‘There is so much boiling conflict. People should be prepared for a much wider range of potentially more volatile set of circumstances than we are mostly accustomed to.’
That’s Greg Jensen’s rationale for why gold GC00, +0.52% could be headed for a 30% rally to more than $2,000 an ounce.
The Bridgewater Associates co-chief investment officer, who helps oversee more than $160 billion in assets for the hedge-fund giant, told the Financial Times that political turbulence around the world along with a widening divide between the rich and the poor will continue to make for a dicey investing climate.
The Federal Reserve will allow inflation to run hot for a while and “there will no longer be an attempt by any of the developed world’s major central banks to normalise interest rates,” Jensen said. “That’s a big deal.”
Put it all together and investors, he advised, should make gold, which is currently trading just above $1,551 an ounce, a cornerstone of their portfolios, as “most of the world is long equity markets in pretty extreme situations.”
Jensen also said that, with central banks around the world letting inflation run and as U.S. budget and trade deficits keep swelling, the U.S. dollar DXY, -0.20% could ultimately lose it’s status as the world’s reserve currency.

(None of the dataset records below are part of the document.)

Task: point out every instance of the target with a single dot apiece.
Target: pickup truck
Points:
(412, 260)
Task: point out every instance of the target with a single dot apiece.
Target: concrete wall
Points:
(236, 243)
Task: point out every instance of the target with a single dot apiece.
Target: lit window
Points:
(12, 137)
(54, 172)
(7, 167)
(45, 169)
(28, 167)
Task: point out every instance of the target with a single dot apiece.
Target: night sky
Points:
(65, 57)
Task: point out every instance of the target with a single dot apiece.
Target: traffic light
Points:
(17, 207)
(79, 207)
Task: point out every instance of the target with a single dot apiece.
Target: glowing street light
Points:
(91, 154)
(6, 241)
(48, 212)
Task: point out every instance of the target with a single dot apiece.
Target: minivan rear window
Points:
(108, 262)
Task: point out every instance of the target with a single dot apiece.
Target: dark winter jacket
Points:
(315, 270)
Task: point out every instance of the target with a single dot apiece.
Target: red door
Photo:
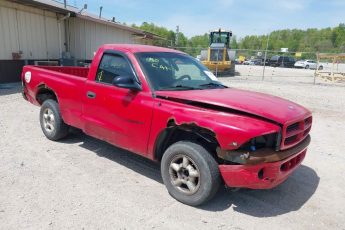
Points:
(117, 115)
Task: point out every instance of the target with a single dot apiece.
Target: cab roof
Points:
(135, 48)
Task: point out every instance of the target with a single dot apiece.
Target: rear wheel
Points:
(53, 127)
(190, 173)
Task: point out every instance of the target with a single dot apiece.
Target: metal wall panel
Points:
(8, 33)
(86, 36)
(32, 31)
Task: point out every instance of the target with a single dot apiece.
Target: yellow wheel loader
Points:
(219, 58)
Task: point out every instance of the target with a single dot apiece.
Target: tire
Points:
(53, 127)
(175, 169)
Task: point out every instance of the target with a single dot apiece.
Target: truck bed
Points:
(71, 70)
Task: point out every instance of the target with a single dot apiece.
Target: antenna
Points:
(100, 11)
(84, 8)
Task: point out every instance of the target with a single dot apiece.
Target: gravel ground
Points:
(83, 183)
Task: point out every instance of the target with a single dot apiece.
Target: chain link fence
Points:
(271, 65)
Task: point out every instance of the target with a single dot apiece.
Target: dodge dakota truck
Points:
(165, 105)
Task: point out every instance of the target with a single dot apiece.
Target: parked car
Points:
(253, 62)
(166, 106)
(307, 64)
(281, 61)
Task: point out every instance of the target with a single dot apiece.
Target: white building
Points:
(43, 30)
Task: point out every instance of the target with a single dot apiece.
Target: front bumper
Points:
(263, 175)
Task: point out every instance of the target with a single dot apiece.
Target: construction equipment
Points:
(219, 58)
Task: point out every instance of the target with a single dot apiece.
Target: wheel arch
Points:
(185, 132)
(44, 93)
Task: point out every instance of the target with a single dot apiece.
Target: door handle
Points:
(90, 94)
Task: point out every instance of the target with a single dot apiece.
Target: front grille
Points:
(296, 132)
(292, 163)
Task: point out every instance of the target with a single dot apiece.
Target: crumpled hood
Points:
(259, 104)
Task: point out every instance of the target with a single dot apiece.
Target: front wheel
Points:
(190, 173)
(53, 127)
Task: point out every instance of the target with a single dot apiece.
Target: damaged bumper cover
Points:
(263, 169)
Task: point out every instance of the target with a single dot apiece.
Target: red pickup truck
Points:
(166, 106)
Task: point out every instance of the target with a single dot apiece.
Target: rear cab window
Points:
(111, 66)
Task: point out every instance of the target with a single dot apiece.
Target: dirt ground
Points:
(83, 183)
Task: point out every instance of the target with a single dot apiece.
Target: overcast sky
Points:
(243, 17)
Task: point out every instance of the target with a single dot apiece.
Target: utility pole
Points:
(177, 35)
(263, 71)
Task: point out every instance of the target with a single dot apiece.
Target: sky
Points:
(242, 17)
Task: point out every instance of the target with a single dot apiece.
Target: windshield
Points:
(222, 37)
(175, 71)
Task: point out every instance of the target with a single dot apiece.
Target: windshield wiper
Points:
(213, 84)
(178, 87)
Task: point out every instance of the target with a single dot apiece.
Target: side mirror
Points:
(127, 82)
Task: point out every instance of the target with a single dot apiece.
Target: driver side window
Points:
(111, 66)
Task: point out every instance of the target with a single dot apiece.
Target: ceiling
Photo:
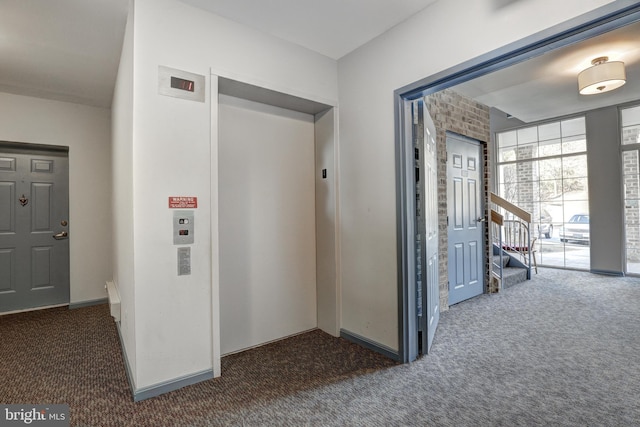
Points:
(547, 86)
(69, 50)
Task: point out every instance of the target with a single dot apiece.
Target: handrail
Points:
(505, 204)
(512, 235)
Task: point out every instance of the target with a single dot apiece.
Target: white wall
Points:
(122, 206)
(86, 131)
(172, 153)
(267, 223)
(443, 35)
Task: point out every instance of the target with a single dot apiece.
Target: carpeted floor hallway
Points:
(560, 350)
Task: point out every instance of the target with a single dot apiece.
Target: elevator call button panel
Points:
(183, 227)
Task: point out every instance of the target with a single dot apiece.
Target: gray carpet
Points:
(560, 350)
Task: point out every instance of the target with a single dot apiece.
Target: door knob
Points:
(60, 236)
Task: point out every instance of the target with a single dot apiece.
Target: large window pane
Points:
(549, 131)
(507, 139)
(574, 144)
(548, 178)
(572, 127)
(552, 147)
(630, 125)
(574, 166)
(527, 135)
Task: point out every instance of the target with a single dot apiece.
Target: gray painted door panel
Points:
(465, 231)
(34, 266)
(426, 166)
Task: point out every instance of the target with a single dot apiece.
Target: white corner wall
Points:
(122, 205)
(443, 35)
(176, 318)
(86, 131)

“That could happen quickly or it could happen a decade from now,” he explained in the interview. “But it’s definitely in the range of possibilities. And when you look at the geopolitical strife, how many foreign entities really want to hold dollars? And what are they going to hold? Gold stands out.”
At last check, the Dow DJIA, +0.56% was up triple digits, and both the S&P SPX, +0.41% and Nasdaq COMP, +0.48% were higher as well. That didn’t stop gold, however, from logging gains.